University of Oregon, Matthew Knight Arena


University of Oregon

TVA Architects & Ellerbe Becket

Eugene, OR





Matthew Knight Arena provides an intercollegiate competition facility for men’s and women’s basketball,  supports practices, preparations, competitions, and spectator amenities, and provides a venue for hosted music performances in 422,279 sf of building with a seating capacity of 12,500.   A two-story addition to the Practice Facility portion of the building in 2020 provided additional coaches offices and facilities.

Mazzetti | BHEGroup provided civil engineering for the original design and construction of the new basketball arena, training center, practice courts and associated site improvements, including at-grade parking and a below-grade parking structure.   An Alumni Center building was constructed above the parking garage, and Mazzetti | BHEGroup also provided civil engineering for that project, which included a second architectural partner.  Prior to the selection of the site, Mazzetti | BHEGroup was retained by UO to perform a due diligence study of several properties identified by the University to determine development criteria, availability of utilities, soil characteristics, groundwater, and other issues, including fatal flaws.

Site design, site grading, and stormwater management were a collaborative effort between architect, landscape architect and Mazzetti | BHEGroup to development a seamless exterior space linking the Arena and Alumni Center and perimeter vehicle and pedestrian access paths as well as integrating vegetated stormwater management into the building structure.

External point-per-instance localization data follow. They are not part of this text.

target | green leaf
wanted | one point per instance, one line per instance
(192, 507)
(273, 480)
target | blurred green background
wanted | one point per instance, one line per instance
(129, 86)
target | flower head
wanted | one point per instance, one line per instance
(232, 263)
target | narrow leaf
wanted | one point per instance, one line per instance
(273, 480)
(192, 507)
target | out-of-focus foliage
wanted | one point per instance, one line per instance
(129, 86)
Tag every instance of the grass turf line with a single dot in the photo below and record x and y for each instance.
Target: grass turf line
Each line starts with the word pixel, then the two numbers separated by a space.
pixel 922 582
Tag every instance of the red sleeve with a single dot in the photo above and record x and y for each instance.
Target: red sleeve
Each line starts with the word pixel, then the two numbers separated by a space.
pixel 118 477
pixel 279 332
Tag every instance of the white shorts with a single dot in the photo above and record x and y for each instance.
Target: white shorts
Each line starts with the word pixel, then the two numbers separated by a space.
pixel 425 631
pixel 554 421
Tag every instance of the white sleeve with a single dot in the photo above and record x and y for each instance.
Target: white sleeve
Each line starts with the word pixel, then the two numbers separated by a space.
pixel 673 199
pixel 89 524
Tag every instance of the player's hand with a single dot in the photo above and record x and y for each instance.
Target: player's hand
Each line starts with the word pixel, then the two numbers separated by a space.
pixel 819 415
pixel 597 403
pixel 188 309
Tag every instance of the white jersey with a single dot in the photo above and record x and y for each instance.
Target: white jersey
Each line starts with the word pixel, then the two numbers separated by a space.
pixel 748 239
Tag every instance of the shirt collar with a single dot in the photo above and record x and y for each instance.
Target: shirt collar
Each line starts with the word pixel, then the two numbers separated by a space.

Public infrastructure improvements were also required for the project.  To facilitate the building construction, the first phase of construction required existing public sanitary sewer and storm drain systems traversing the site be relocated within the adjacent public right-of-way.   As a condition of development resulting from traffic impacts generated by the facility, public street improvements in the surrounding neighborhood consisting of curb bulb-outs and new pedestrian crossings were required to enhance pedestrian safety.